Advertorial

DPRD Samarinda

Laporan Dugaan Kejanggalan SPMB 2026 Bertambah, DPRD Samarinda Siapkan Rapat Khusus

DPRD - DPRD Samarinda menindaklanjuti puluhan aduan dugaan kejanggalan dalam pelaksanaan SPMB 2026/ Foto: IST

"Kebetulan sebentar kami hearing dengan Dinas Pendidikan. Nanti kita sampaikan. Saya juga akan usul kepada ketua komisi supaya memang ada pembahasan khusus mengenai persoalan ini," ujarnya.

Menurut dia, seluruh pengaduan yang disampaikan masyarakat akan tetap diterima dan diproses sebagai bahan evaluasi bersama.

"Laporan mereka tetap kita terima. Saya kira ini menjadi persoalan kita bersama," katanya.

Selain meminta penjelasan dari Dinas Pendidikan, Komisi IV juga membuka peluang menghadirkan para orang tua yang melapor agar dapat menyampaikan langsung kronologi peristiwa yang mereka alami. 

Langkah tersebut dinilai penting agar DPRD memperoleh gambaran yang lebih lengkap sebelum mengambil sikap.

"Nanti mungkin kita panggil orang tua yang tahu persis bagaimana kejadiannya.
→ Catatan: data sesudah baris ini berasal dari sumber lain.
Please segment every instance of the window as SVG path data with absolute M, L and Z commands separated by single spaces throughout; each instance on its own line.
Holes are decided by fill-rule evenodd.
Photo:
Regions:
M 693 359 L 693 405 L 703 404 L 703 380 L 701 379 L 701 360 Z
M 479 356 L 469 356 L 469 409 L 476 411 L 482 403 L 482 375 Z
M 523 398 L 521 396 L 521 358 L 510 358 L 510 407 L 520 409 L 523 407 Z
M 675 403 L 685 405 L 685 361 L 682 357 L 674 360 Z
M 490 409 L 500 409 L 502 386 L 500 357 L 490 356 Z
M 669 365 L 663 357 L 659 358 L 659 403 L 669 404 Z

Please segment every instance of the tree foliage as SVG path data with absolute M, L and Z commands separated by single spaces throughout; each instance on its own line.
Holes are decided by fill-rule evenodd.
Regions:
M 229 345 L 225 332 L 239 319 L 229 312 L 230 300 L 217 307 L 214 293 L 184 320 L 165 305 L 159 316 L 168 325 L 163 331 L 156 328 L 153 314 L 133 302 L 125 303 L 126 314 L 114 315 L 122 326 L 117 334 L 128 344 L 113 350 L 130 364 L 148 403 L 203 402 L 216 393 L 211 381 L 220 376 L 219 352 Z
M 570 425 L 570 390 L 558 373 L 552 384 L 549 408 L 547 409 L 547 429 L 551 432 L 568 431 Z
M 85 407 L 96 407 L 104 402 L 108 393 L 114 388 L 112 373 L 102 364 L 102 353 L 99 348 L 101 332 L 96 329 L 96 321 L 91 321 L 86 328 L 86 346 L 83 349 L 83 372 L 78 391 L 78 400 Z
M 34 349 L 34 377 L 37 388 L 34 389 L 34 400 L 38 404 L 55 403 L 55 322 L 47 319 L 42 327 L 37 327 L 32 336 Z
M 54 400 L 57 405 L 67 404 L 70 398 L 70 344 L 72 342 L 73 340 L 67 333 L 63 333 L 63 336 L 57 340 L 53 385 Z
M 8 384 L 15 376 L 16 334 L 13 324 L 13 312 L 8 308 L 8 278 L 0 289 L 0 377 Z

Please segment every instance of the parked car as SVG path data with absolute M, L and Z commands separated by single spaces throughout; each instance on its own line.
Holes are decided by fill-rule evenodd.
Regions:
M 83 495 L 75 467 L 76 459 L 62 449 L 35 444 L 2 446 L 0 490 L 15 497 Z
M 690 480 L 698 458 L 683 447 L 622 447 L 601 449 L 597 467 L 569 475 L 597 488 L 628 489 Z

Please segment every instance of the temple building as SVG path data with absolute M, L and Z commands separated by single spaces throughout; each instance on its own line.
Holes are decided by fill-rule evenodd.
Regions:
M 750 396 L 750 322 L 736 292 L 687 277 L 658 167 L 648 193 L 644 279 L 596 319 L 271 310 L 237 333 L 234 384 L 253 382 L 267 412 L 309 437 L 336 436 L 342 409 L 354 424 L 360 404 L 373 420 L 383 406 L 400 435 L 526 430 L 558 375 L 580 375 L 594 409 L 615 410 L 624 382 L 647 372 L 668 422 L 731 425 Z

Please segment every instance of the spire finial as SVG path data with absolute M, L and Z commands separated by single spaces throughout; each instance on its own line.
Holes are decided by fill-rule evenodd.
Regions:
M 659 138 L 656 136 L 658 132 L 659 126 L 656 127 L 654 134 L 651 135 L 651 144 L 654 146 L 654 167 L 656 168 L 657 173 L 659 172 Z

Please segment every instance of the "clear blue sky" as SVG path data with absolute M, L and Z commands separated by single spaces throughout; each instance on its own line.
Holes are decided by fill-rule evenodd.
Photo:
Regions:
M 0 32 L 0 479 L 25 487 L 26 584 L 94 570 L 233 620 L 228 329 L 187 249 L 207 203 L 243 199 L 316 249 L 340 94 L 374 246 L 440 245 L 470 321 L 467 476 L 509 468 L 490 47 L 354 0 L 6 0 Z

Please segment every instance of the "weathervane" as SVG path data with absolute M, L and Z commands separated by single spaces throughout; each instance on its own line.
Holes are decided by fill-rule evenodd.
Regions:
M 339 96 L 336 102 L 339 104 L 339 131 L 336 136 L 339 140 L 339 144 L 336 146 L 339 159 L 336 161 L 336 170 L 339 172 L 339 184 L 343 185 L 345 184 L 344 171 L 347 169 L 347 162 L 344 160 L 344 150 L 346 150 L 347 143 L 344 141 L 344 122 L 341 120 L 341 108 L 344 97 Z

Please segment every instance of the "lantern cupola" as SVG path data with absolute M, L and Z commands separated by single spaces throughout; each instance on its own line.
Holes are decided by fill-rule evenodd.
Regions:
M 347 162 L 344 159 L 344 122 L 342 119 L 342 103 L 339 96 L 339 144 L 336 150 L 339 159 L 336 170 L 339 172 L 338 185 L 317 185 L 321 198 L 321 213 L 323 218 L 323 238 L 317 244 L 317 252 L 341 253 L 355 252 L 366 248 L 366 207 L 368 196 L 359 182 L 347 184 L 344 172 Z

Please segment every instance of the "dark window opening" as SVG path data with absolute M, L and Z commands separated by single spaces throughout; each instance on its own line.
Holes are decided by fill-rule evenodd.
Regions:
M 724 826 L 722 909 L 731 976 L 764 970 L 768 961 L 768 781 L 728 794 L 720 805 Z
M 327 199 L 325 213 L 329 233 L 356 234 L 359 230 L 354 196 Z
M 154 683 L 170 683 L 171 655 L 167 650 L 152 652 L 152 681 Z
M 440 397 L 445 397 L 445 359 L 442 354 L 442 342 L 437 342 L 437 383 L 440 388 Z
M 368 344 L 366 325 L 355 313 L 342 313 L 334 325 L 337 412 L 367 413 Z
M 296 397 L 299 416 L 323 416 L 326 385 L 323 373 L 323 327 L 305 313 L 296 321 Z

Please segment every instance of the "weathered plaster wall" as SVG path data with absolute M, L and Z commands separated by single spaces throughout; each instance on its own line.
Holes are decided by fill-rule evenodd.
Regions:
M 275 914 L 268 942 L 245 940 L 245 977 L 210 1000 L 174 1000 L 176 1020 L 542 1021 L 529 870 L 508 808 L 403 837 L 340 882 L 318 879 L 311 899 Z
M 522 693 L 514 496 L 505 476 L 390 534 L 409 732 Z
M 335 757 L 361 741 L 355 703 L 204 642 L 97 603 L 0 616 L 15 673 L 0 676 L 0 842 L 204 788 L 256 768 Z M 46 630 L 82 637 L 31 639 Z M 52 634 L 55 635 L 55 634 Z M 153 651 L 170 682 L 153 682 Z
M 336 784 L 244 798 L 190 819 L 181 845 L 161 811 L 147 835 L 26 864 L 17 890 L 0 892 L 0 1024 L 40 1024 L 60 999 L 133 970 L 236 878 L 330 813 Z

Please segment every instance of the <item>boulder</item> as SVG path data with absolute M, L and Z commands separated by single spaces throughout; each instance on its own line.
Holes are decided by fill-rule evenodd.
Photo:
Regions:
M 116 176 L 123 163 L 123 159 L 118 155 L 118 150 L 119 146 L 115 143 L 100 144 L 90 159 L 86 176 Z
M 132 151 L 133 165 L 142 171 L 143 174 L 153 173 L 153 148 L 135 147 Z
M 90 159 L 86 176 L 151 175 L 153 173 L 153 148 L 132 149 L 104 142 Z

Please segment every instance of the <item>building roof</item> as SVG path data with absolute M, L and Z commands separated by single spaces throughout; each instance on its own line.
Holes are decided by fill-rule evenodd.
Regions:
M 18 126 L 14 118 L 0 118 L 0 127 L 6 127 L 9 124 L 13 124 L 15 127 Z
Jadi kita bisa mengetahui persoalannya secara utuh," ujar Yakob.

Ia berharap pembahasan dapat segera dilakukan mengingat tahun ajaran baru akan segera dimulai. 

Dengan demikian, para calon siswa yang hingga kini belum memperoleh sekolah dapat segera mendapatkan kepastian.

Salah satu laporan yang masuk berasal dari Nur Ningsih (48), warga Kecamatan Palaran. 

Ia mengaku anaknya gagal diterima di sekolah yang lokasinya berada dekat dengan tempat tinggal mereka.

Nur menjelaskan bahwa upaya pertama dilakukan melalui jalur afirmasi. Namun, pendaftaran tersebut ditolak karena anaknya masuk kategori desil 5. 

Setelah itu, ia kembali mencoba melalui jalur domisili, tetapi kembali tidak berhasil karena kuota penerimaan sudah terpenuhi.

"Pertama jalur afirmasi ditolak karena desil 5. Habis itu daftar lagi jalur domisili ditolak juga. Karena kuotanya penuh," kata Nur.